Marina nodded, even though she knew her mysterious fellow guest would barely be able to see the gesture. “I suppose it could be something like he’s been sick—or maybe he’s an alcoholic or drug addict in rehab,” she speculated, really warming to the topic. “But my best guess is that he’s been living it up on one of their yachts, hooking up with supermodels and too busy partying to take care of his responsibilities.”
There was a long silence that stretched uncomfortably in the darkened room.
“Ms. Lopez,” he began, and Marina felt herself go cold at his use of her name, “I realize that you are new to this world and this level of society, and I am willing to make concessions to your ignorance. However, even you should be aware that as someone closely connected to my future sister-in-law, what you say might very well reflect back on my family.”

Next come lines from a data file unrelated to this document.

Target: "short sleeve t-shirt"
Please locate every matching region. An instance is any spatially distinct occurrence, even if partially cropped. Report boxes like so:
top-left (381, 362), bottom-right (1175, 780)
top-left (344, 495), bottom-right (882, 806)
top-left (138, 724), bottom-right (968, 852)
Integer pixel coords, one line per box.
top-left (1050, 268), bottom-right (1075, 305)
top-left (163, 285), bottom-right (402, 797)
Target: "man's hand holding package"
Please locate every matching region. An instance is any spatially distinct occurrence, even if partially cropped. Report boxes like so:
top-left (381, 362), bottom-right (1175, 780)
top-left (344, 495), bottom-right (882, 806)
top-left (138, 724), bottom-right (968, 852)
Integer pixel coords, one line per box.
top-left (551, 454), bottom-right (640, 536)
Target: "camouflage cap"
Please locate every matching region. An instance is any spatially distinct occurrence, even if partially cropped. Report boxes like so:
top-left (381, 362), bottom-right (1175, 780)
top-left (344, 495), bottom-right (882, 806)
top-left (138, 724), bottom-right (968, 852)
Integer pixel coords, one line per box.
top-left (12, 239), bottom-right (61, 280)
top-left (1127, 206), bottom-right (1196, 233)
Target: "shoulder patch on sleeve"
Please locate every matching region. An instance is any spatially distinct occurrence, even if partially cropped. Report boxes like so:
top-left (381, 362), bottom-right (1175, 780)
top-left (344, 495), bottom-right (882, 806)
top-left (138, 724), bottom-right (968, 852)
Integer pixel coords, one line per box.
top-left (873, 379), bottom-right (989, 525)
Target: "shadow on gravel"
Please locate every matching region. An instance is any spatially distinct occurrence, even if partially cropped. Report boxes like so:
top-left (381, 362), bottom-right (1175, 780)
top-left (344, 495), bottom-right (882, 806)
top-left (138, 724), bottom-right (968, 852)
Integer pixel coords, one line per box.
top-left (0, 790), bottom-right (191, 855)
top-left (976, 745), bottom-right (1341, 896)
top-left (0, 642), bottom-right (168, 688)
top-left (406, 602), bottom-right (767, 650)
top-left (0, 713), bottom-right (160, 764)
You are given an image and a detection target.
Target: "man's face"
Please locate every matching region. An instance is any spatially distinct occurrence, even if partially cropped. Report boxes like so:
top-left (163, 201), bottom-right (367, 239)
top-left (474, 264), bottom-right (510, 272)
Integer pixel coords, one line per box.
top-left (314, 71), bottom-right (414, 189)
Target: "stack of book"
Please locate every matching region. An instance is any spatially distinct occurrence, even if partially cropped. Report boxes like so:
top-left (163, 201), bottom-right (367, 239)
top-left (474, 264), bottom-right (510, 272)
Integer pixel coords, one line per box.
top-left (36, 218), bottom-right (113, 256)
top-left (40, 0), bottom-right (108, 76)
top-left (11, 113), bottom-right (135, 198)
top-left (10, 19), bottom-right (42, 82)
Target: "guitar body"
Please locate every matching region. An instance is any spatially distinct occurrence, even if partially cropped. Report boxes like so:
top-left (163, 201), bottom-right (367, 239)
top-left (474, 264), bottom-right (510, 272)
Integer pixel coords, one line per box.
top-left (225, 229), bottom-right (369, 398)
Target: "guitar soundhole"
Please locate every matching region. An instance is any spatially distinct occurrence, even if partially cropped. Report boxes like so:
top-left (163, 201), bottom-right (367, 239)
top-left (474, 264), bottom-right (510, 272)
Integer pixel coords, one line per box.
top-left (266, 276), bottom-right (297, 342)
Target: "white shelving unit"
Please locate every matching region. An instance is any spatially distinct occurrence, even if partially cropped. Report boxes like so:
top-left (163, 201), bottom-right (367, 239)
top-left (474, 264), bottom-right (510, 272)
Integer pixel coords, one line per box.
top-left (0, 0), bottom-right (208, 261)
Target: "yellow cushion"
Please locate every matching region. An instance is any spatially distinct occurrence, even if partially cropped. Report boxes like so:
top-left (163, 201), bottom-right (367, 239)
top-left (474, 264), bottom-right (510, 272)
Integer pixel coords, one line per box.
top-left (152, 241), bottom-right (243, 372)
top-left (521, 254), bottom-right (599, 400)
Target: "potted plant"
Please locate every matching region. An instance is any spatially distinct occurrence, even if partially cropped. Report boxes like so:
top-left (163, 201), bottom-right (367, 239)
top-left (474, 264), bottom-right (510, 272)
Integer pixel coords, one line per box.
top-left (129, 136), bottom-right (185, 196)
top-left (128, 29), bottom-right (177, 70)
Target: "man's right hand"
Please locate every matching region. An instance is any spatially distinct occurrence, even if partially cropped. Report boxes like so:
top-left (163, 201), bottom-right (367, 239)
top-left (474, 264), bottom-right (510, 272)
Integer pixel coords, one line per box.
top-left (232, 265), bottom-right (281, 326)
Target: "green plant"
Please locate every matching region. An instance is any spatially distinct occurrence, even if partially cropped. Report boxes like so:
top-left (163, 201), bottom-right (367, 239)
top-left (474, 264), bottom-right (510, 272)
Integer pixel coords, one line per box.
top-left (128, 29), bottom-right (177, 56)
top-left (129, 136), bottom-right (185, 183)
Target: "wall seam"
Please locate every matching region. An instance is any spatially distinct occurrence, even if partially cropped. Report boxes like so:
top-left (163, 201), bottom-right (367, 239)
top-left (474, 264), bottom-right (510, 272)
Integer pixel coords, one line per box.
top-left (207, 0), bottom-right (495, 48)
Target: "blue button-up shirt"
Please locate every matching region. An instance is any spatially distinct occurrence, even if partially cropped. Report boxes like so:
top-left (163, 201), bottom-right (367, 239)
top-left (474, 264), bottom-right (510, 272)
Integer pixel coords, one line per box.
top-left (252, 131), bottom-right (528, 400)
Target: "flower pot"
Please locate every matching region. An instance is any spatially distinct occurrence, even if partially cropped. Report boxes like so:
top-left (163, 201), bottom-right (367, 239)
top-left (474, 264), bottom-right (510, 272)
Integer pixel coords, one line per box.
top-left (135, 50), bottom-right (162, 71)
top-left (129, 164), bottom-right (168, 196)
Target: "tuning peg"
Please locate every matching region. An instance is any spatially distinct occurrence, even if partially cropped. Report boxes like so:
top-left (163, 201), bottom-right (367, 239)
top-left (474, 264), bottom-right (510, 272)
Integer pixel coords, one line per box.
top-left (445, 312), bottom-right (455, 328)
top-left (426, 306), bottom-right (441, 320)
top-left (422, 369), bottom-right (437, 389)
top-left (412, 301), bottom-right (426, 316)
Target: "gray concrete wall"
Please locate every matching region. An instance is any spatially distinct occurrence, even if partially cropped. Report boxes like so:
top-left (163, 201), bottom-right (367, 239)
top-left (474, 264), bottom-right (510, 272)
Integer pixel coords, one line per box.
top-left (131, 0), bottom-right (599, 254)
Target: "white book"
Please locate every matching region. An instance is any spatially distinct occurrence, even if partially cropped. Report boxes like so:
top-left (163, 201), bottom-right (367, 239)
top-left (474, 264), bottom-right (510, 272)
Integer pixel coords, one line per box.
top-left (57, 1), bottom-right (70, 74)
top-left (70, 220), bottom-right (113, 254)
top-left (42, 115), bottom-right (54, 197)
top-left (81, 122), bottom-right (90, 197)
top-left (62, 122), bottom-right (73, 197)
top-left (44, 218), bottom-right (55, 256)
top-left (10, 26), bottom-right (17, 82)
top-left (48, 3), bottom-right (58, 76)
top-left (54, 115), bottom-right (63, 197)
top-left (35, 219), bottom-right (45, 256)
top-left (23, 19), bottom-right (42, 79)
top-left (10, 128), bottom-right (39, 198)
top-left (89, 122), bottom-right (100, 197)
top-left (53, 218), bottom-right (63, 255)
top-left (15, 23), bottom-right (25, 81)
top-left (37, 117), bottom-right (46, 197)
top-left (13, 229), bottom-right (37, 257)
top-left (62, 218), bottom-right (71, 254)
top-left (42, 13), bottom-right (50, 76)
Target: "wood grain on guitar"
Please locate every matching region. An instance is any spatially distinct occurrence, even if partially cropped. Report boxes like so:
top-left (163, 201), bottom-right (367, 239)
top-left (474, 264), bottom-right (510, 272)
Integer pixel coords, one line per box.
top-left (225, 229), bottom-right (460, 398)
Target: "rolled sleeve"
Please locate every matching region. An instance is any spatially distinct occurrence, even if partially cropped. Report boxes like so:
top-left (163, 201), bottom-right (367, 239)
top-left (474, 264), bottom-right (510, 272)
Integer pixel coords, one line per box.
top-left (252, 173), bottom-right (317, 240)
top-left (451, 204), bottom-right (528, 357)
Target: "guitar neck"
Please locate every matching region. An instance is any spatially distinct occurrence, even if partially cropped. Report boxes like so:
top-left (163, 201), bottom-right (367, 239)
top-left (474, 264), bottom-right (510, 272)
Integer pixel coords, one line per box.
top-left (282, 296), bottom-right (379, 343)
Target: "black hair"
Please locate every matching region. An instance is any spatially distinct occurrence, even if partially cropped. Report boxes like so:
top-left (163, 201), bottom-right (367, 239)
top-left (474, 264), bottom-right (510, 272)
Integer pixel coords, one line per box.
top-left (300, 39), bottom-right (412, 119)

Marina felt like she was back in her family’s cozy little home, eight years old again, and being lectured by her nana, who’d just told her that she was disappointed and had expected better of her young granddaughter. She shifted uncomfortably in her seat.
“You should know better,” the stranger continued, “than to speculate on where I have been and what I have been doing. If you can’t control your tongue and prevent it from gossiping, I will be forced to take countermeasures. Do you think you can manage never to gossip about my family again, especially to a stranger who very well could have been a reporter who’d be only too happy to print your comments as truth?”

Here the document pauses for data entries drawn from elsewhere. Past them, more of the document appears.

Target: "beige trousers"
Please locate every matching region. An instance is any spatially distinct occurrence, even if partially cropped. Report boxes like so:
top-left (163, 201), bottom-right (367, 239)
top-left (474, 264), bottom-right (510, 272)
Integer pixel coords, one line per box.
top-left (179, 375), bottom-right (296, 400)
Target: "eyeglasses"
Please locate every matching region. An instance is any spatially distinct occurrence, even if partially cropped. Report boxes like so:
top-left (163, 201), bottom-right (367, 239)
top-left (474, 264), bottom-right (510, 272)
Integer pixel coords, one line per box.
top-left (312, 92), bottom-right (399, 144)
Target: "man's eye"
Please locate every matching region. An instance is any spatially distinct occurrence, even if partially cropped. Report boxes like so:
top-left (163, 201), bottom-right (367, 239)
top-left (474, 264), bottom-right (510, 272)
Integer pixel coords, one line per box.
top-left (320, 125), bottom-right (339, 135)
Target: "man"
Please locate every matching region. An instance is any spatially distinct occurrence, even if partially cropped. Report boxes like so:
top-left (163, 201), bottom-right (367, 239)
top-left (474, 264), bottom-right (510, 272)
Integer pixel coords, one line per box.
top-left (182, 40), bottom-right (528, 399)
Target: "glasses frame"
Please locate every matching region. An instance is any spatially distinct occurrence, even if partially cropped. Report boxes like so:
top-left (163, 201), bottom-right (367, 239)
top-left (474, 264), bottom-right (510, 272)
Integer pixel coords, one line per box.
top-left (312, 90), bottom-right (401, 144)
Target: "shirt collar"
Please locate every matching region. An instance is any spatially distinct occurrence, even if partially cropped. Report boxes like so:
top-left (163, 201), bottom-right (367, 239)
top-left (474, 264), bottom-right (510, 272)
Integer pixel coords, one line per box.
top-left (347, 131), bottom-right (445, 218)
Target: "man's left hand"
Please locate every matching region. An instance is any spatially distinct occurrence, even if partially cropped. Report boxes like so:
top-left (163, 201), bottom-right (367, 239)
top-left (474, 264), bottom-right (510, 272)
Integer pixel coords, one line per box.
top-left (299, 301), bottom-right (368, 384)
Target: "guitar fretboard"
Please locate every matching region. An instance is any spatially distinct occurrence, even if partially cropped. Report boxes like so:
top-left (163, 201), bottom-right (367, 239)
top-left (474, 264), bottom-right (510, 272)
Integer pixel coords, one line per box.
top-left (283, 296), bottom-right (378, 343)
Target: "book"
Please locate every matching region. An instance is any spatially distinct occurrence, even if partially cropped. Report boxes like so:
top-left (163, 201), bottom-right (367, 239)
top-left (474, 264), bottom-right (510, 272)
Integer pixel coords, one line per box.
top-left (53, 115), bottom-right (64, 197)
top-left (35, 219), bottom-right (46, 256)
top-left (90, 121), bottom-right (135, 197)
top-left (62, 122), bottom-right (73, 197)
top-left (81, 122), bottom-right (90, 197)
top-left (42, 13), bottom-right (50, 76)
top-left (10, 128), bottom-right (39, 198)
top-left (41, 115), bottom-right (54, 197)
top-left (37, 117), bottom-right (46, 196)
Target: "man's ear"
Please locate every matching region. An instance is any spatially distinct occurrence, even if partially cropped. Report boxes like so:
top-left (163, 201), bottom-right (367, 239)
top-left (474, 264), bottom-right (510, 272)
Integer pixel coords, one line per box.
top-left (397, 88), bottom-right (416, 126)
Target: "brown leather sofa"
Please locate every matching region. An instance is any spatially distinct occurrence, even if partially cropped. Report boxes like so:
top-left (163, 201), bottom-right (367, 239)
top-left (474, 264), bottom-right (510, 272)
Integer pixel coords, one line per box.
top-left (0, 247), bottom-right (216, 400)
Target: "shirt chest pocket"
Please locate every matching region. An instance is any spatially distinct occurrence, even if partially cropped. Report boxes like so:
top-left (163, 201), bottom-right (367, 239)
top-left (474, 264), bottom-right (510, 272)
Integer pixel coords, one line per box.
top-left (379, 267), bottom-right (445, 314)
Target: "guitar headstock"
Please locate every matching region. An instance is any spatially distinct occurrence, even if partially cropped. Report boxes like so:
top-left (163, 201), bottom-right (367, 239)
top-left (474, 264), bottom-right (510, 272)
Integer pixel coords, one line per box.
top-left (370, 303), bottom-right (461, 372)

Marina felt sick as the realization of who the stranger was dawned on her. The flighty, rich playboy she’d been talking about didn’t seem to be very flighty at all, and he was sitting right next to her.

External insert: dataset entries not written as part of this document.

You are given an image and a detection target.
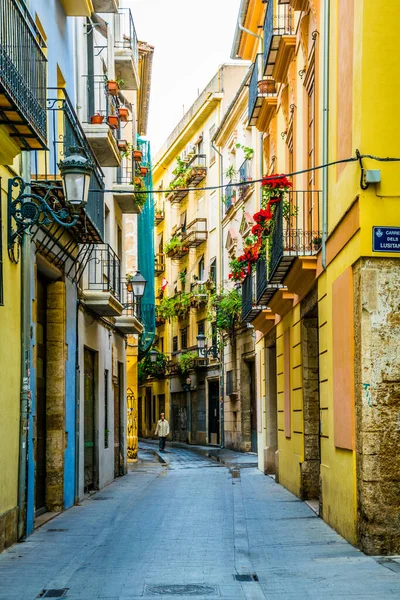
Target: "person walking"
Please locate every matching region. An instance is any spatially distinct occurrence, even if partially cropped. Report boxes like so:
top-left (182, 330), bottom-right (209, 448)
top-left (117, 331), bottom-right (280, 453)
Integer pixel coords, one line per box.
top-left (156, 413), bottom-right (169, 452)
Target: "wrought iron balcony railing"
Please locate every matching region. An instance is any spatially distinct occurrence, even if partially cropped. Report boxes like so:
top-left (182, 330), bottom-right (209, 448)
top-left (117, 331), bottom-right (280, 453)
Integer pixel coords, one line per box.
top-left (182, 218), bottom-right (208, 248)
top-left (264, 0), bottom-right (296, 75)
top-left (267, 190), bottom-right (322, 284)
top-left (32, 88), bottom-right (104, 242)
top-left (85, 244), bottom-right (122, 300)
top-left (0, 0), bottom-right (47, 150)
top-left (249, 54), bottom-right (276, 125)
top-left (224, 181), bottom-right (236, 213)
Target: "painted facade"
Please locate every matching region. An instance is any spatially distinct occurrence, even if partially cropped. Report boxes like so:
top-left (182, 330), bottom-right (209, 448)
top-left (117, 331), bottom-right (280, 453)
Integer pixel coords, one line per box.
top-left (233, 0), bottom-right (399, 554)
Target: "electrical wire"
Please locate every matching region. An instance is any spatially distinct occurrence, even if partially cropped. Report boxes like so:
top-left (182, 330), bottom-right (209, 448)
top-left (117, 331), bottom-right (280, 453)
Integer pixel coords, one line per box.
top-left (89, 150), bottom-right (400, 194)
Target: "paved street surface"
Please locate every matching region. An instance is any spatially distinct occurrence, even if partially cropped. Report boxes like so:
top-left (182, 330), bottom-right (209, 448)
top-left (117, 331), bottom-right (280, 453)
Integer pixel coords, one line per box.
top-left (0, 443), bottom-right (400, 600)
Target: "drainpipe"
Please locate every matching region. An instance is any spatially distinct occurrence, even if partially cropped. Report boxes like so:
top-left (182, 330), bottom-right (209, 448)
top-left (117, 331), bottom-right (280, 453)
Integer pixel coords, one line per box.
top-left (211, 140), bottom-right (225, 448)
top-left (322, 0), bottom-right (330, 270)
top-left (18, 152), bottom-right (32, 539)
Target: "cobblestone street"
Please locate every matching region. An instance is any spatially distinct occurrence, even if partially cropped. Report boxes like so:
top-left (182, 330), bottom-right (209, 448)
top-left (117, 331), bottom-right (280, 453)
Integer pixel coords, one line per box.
top-left (0, 444), bottom-right (400, 600)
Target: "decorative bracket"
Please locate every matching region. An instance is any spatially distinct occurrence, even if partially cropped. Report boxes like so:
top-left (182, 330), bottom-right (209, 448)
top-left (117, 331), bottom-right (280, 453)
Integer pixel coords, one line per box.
top-left (7, 177), bottom-right (79, 263)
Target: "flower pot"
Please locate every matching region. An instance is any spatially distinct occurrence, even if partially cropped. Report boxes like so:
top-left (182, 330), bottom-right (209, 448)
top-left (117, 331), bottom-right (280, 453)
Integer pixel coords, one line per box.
top-left (118, 140), bottom-right (128, 152)
top-left (90, 113), bottom-right (104, 125)
top-left (107, 80), bottom-right (119, 96)
top-left (107, 115), bottom-right (119, 129)
top-left (258, 79), bottom-right (276, 94)
top-left (118, 106), bottom-right (128, 123)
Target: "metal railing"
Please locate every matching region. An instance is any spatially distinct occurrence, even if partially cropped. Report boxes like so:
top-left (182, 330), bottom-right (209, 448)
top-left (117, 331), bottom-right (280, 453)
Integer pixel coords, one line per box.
top-left (248, 54), bottom-right (276, 125)
top-left (263, 0), bottom-right (295, 74)
top-left (114, 8), bottom-right (139, 65)
top-left (87, 244), bottom-right (121, 300)
top-left (0, 0), bottom-right (47, 144)
top-left (225, 181), bottom-right (236, 213)
top-left (238, 158), bottom-right (253, 200)
top-left (242, 271), bottom-right (256, 321)
top-left (32, 88), bottom-right (104, 239)
top-left (267, 190), bottom-right (322, 283)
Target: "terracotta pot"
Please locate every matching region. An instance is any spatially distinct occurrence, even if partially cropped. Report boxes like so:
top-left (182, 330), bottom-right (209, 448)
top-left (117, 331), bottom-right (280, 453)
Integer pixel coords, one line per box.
top-left (258, 79), bottom-right (276, 94)
top-left (107, 115), bottom-right (119, 129)
top-left (90, 113), bottom-right (104, 125)
top-left (107, 80), bottom-right (119, 96)
top-left (118, 106), bottom-right (128, 123)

“I apologize for my comments,” she said, feeling the heat of a blush creep up into her cheeks and continuing all the way out to her chest and even her arms. “I don’t normally speculate so much or say things like that to strangers, but… There’s no excuse. I didn’t think of the implications. I will be more careful in the future.”
Pierre rose, even taller and more imposing than she’d realized.
“I hope that you will.” His voice grew colder as he leaned over her chair. “I will do anything…anything at all…to protect my family’s reputation.” Marina thought he was finished, but he continued, surprising her. “Not because it is so precious to me, personally, but because it affects the welfare of thousands of employees who depend on us—on me—and who could be harmed by negative rumors.”
“I understand,” Marina answered, and she realized that she did. While she had focused on how much fun it must be to have so much wealth and power, their company and influence must also be a burden to manage.
“Good.” The word was clipped, and he sounded…disappointed? “Now, will you allow me to escort you to your vehicle?”
Dios, Marina thought. I’m being kicked out politely but firmly. If I don’t leave, is he going to call a bouncer? Does a social club even have bouncers, or does he bring his own? She stiffened her spine and rose with as much pride as she could muster while barefoot in a dark room.
“No, thank you. I can find my own way, Monsieur Gaspard.” She slipped her shoes back on at the door and made an intensely dignified exit.
As the door closed behind her, she thought she heard him whisper, “Too bad.”